HP Forums

Full Version: The Logic Behind Pre AOS TI Calcs
You're currently viewing a stripped down version of our content. View the full version with proper formatting.
Hello all.

As I remember from browsing the brochures for TI's SR-50 and 51 (thanks Joerg Woerner), it was mentioned at the last pages of the brochures that TI had a choice between algebraic and RPN entry (which featured a somewhat inaccurate representation of RPN's method to solving the example). But, alas, and here's a lead in to the point of my curiosity, neither the original SR-50, SR-51, nor their A versions featured parentheses but, incorporated an x<>y exchange mechanism. More to the point, in the manuals for these four calcs, the keystroke sequences for the more advanced calculation examples were far from straightforward entry methods.

So, my question or questions are in what ways were TI's entry methods for the SR-50, 51, 50A, 51A natural and easier (or even easier than RPN, for that matter)?
(04-12-2014 02:16 AM)Matt Agajanian Wrote: [ -> ]So, my question or questions are in what ways were TI's entry methods for the SR-50, 51, 50A, 51A natural and easier (or even easier than RPN, for that matter)?

I certainly don't think these early models without parenthesis keys were easy to use on complex calculations. The mental gyrations needed for calculating parenthesis heavy formulas could be daunting if you didn't break down the equation into simpler subsets first. Even then, this may have required intermediate results to be written down and re-entered in order to solve some problems.

I have always thought that the reason they didn't implement parenthesis keys on these early models was because of transistor count. It takes approximately 4-6 MOS transistors to provide a bit of storage in these IC designs. If a register occupies about 56 bits (as in the early HP models) then that translates into approximately 200-300 transistors per register. The early MOS LSI IC designs in this era were often limited to around of 2000-6000 transistors per IC. The "cost" of adding 5-7 extra registers needed for a good parenthesis implementation on top of the existing working registers was probably just too great for these early TI models.

Conversly, HP models, with their RPN logic and a four level stack, were able to provide a workable entry system that allowed most problems to be solved without writing down intermittent results.

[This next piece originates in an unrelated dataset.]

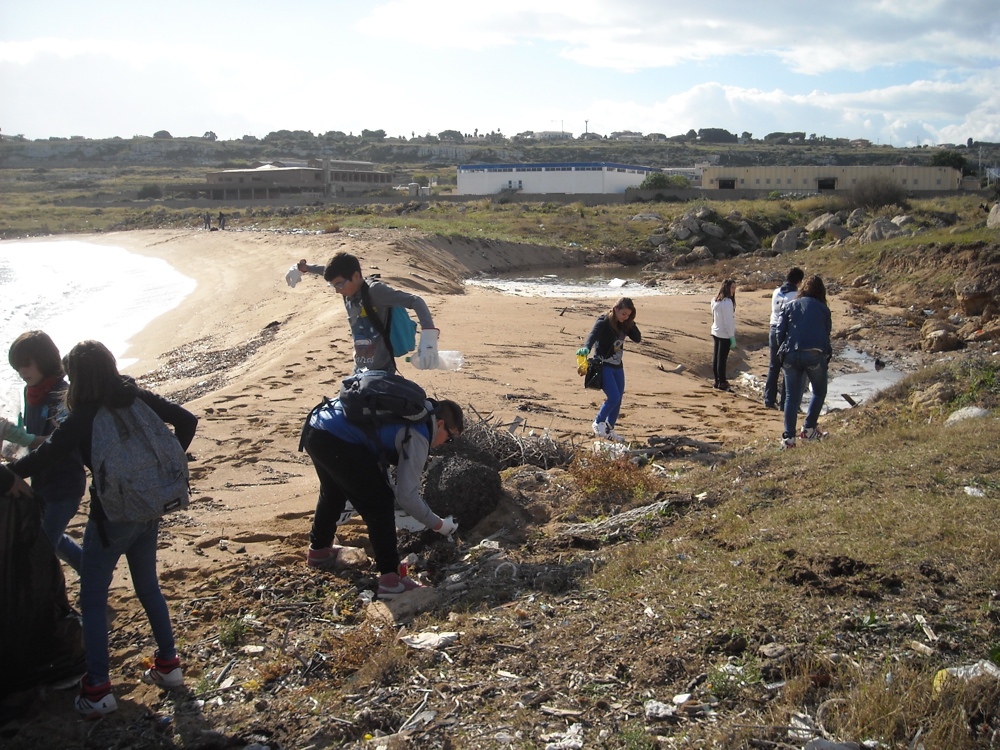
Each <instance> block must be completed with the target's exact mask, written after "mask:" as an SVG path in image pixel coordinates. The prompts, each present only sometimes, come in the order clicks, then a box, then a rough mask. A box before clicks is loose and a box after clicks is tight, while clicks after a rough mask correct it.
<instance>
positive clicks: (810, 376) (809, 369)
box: [783, 349, 827, 438]
mask: <svg viewBox="0 0 1000 750" xmlns="http://www.w3.org/2000/svg"><path fill="white" fill-rule="evenodd" d="M826 368H827V362H826V355H825V354H822V353H821V352H814V351H803V350H801V349H796V350H793V351H790V352H788V354H786V355H785V365H784V368H783V369H784V371H785V391H786V392H785V434H784V437H790V438H793V437H795V422H796V421H797V419H798V415H799V406H800V405H801V403H802V394H803V393H805V390H806V381H807V380H808V381H809V384H810V385H812V389H813V397H812V401H810V402H809V411H808V412H806V421H805V424H804V425H803V427H804V428H806V429H808V428H810V427H815V426H816V425H817V424H818V423H819V413H820V412H821V411H822V410H823V402H824V401H826Z"/></svg>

The methods used to break down a problem and to work it from the inside out also had the added advantage of mimicking the methods you would have used to solve the problem with a pencil and paper (or a slide rule).

Just my opinion.
Well, last night, as I was investigating through the SR-51/51A manual (Thanks Jorge), I was in a maze of overwhelmed at the maze of keystroke gymnastics, the overt need to use the equals key to compute and store intermediate results. Another nuance I took note of was how the equations' entries needed to be rearranged. Yes, rearranged. So yes, while I most definitely concur, TI's pre-AOS logic was far, far away from any sense of natural entry method, RPN has always maintained a consistently natural logic system.